I want to be more of this for the people around me. Our nervous systems, already wired for flight, read the urgency of people’s expectations as potential abandonment. I vow to back off from needing people to be anything more than what they are. I’m a perfectionist. I like to push back. I’m going to stop this.
I’m describing all of this body/mind/nervous systems stuff at the end of a post about marrying my one true love this week because Chapter 8 is about love, but it’s mostly about the dragon of anxiety. She’s capable of ripping our flesh to pieces, but when she’s calm and sleeping, she’s the coiled serpent of kundalini, living at the base of our spines — a dormant, creative, powerful creature of our priceless essence.

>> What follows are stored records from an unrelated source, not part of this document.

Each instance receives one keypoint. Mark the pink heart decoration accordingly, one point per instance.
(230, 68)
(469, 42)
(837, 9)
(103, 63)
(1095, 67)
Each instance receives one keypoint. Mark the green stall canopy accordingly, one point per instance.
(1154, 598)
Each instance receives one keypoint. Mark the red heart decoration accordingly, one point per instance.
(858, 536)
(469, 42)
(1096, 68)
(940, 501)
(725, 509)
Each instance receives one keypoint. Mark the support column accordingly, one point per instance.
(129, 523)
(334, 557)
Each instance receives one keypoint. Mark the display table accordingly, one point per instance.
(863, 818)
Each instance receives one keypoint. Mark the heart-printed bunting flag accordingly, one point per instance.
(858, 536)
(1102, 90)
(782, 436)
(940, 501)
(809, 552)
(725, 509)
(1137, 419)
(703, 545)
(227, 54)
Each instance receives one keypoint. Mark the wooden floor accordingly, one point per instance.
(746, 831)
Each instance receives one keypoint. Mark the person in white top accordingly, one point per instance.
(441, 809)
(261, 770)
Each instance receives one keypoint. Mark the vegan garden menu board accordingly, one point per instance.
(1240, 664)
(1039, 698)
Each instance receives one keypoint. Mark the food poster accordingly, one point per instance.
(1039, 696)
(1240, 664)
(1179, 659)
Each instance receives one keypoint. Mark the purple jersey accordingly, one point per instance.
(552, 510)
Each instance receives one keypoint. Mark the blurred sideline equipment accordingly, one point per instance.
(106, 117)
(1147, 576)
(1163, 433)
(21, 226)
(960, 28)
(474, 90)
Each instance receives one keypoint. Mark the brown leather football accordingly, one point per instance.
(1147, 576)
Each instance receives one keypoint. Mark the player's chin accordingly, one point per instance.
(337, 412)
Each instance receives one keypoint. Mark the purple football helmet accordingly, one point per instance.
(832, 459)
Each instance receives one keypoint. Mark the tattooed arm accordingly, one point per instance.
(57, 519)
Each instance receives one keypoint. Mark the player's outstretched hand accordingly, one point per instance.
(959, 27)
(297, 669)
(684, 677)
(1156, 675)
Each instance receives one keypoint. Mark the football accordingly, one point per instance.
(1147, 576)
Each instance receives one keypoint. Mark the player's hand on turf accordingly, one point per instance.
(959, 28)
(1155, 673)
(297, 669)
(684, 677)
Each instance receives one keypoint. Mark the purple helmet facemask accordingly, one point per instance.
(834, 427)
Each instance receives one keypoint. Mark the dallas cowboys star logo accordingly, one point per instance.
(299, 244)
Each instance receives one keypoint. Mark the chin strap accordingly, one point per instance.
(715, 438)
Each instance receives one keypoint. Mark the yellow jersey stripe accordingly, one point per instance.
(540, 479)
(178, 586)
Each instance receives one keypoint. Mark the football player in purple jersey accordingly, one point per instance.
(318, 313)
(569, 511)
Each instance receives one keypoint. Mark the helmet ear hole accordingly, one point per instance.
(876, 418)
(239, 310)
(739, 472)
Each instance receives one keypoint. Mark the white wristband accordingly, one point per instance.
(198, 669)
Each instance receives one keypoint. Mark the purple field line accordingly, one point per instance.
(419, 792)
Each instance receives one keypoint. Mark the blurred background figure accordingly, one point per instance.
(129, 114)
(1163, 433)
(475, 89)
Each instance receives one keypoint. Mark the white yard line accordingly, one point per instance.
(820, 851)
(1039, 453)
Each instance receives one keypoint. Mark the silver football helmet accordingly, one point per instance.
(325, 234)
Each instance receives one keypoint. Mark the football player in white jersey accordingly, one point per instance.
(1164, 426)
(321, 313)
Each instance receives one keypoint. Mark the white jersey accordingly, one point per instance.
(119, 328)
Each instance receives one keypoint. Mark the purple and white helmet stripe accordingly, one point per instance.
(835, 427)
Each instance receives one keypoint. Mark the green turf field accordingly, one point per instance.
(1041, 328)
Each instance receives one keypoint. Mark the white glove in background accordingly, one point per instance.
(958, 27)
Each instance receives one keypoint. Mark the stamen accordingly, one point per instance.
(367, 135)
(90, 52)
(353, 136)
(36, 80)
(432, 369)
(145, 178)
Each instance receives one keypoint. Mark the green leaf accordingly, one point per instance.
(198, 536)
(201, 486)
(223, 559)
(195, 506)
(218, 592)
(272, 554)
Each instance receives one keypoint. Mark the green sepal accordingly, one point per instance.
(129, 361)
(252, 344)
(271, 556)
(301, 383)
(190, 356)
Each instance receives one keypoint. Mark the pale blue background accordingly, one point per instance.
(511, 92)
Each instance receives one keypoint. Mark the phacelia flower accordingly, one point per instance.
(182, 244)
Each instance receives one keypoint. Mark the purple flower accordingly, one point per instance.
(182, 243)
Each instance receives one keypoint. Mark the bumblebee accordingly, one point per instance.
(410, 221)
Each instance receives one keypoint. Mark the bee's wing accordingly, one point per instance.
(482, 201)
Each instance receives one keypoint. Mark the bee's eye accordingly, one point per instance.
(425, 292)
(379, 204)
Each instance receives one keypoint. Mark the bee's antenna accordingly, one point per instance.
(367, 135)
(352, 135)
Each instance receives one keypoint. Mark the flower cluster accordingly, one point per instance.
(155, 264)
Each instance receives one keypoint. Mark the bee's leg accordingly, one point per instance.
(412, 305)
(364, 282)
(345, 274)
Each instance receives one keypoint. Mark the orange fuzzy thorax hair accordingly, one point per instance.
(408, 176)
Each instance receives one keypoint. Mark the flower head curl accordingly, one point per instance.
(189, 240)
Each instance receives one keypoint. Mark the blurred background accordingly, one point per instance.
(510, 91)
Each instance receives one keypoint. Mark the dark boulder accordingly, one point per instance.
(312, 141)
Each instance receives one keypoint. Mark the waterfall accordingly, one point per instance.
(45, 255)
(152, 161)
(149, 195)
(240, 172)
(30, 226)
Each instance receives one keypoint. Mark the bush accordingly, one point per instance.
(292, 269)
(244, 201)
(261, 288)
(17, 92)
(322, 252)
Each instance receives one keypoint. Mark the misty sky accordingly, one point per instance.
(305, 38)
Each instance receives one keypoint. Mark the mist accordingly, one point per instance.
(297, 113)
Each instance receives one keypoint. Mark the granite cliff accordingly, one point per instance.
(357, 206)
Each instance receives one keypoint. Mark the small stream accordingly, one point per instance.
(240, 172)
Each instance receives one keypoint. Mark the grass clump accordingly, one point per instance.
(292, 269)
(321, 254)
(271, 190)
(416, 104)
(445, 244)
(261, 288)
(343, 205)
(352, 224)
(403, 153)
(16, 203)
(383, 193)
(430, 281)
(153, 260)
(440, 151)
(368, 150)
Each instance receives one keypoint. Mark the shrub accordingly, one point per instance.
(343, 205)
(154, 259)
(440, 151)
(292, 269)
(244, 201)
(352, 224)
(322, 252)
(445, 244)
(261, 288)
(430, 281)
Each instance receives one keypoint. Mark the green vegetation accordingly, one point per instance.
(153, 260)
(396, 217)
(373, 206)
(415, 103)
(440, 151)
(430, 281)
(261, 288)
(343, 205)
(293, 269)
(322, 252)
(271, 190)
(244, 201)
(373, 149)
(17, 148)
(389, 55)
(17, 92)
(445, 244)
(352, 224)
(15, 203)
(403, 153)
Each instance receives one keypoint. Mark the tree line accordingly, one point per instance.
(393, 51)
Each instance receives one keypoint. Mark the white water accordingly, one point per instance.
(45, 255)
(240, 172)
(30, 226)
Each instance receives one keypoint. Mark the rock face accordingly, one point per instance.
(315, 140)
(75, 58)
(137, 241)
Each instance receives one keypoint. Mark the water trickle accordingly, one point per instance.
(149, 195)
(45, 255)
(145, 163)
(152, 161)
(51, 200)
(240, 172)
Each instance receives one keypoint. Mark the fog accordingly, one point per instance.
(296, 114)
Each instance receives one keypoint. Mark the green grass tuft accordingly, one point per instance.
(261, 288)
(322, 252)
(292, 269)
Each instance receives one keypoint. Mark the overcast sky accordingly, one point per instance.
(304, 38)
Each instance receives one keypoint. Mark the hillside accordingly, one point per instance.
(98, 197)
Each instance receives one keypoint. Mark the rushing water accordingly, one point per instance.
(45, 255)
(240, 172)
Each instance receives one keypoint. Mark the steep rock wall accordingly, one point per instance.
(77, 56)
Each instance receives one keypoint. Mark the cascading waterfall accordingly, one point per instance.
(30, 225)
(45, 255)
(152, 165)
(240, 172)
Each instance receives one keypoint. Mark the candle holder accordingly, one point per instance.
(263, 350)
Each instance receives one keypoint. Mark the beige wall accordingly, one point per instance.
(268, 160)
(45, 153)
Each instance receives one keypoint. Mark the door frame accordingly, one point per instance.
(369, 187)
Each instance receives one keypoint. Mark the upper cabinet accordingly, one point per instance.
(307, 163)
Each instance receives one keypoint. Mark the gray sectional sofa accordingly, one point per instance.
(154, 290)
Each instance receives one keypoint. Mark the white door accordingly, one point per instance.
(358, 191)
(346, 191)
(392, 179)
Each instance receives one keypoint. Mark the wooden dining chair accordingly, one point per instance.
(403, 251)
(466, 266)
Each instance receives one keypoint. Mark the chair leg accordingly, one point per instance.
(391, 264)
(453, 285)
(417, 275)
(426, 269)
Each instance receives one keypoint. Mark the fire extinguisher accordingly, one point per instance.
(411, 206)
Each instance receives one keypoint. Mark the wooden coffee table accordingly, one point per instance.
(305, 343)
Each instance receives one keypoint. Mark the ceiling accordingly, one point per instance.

Let’s harness her magic together.
September Subscriber Zoom
We won’t be doing a workshop or topic this month, but we are meeting for a creative hour of just being together and sharing space while we read/write/draw this Friday, September 27th at 6:00 PM EST. Subscribers can log in and keep their screens black, or join by video, whatever works best for you in this little human herd. Login details should be in your inbox, in this post, or you can find them in the chat thread. If you’d like to subscribe and join us, here are all your options.
About the Cake Topper
After we ordered the cake, I googled rustic cake topper and went with the first option that showed up because it was — irreverent, funny, truthful, and totally us. I worried about what my family might think (they didn’t care). I worried about what our officiant might think (he didn’t read it). I worried about what the one person with a child present might think (they use a language pass system in their household). And finally I realized that I wanted it and didn’t care what anyone thought.
I’ve had more people talk to me about the cake topper than any other detail of the ceremony. It says Fucking Finally and I think that speaks for itself. You can find it on Amazon and it’s in a nice rustic wood, perfect for farm life and immensely suitable to many things like— breaks in the weather, the end of a colic, the close of a hard session, the sense you get as you come down the barn driveway, or maybe, like me and Christopher — the relief that comes at the end of many long, hard roads leading to a wedding and sense of safety in our new life together.
For all of you prepping for the upcoming hurricane’s path through the southeastern US, may it downgrade and miss us all totally. But for the first time in my life, I know that I’m not going to be weathering the storm alone, and for that, I am immensely grateful.